Rather than publicly selling gold, gambling on trillion-dollar Bitcoin trades, or强行 pushing a stablecoin system, a smarter approach more in line with the U.S.'s consistent style is to let private enterprises conduct the experiments first. When a certain model proves effective and becomes too important to ignore, then the state level can absorb and institutionalize it.

This method is more隐蔽 (covert), gradual, and offers more "plausible deniability," until one day, it all officially surfaces.

Therefore, the core point I want to express is: There are many ways this could happen, and it likely will happen. That Russian advisor's judgment is not without basis—if the U.S. truly attempts to fundamentally address its national debt problem, then some form of digital asset strategy is almost an inevitable choice.

İlgili Sorular

QAccording to the article, what is the potential strategy the U.S. might use to devalue its $37 trillion national debt using cryptocurrency and stablecoins?
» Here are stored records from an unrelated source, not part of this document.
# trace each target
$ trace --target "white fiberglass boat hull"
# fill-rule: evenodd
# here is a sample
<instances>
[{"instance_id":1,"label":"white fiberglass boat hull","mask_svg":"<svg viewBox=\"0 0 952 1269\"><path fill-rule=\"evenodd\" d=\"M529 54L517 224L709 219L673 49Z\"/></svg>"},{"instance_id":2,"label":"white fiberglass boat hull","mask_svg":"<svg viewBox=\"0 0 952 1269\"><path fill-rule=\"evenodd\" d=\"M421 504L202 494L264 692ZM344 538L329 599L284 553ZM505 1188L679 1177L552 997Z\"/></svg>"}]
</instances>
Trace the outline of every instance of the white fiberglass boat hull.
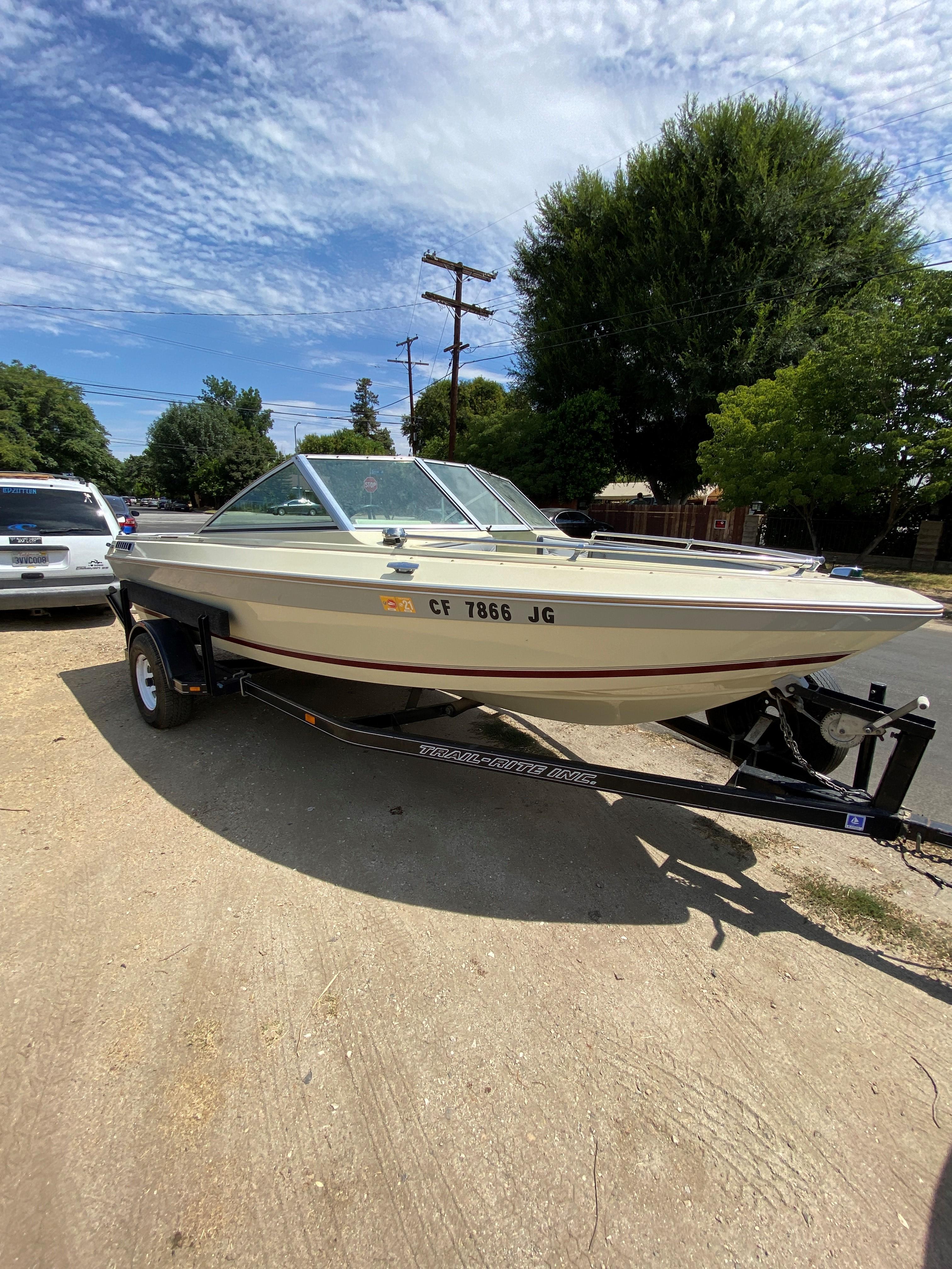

AThe article suggests the U.S. might migrate its debt into a crypto system, using stablecoins backed by U.S. Treasury assets. By increasing the money supply (inflation), the real value of the debt held globally through these stablecoins would be diminished, effectively making the burden of the devaluation a 'tax' shared by all stablecoin holders worldwide.

QWho is Anton Kobyakov and what significant claim did he make about U.S. financial strategy?

AAnton Kobyakov is a senior advisor to Russian President Vladimir Putin. He claimed that the U.S. is preparing to use cryptocurrency and stablecoins to devalue its massive $37 trillion national debt by moving it into a 'crypto cloud,' ultimately making the rest of the world pay for it through a systemic reset.

QHow do stablecoins, according to the article, provide 'distribution and control' for the U.S. debt strategy?

AStablecoins provide 'distribution' by outsourcing U.S. debt financing to global users who hold these digital assets. They provide 'control' by offering a mechanism similar to a Central Bank Digital Currency (CBDC) but without the political baggage, as they can be issued by private companies, allowing the U.S. to export the effects of inflation globally in a more discreet way.

QWhat is identified as the 'fatal problem' with stablecoins that prevents full trust from other countries?

AThe 'fatal problem' is that trust in stablecoin reserves cannot be fully verified. While issuers like Tether and Circle publish reserve reports, independent, 100% certain auditing is impossible for individuals or foreign governments. Furthermore, the U.S. retains the ultimate power to change the rules, as it did when it decoupled the dollar from gold in 1971, creating a fundamental trust issue.

QDoes the article suggest the U.S. government will directly purchase Bitcoin as a national strategy, and what is the more likely alternative presented?

ANo, the article states that a direct government purchase of Bitcoin is unlikely. The more probable alternative is that the U.S. will allow private corporations (like MicroStrategy) to act as pioneers, accumulating Bitcoin on a large scale. The government could then later acquire exposure indirectly through equity stakes or other means, institutionalizing the asset once its strategic value is proven, in a more gradual and deniable manner.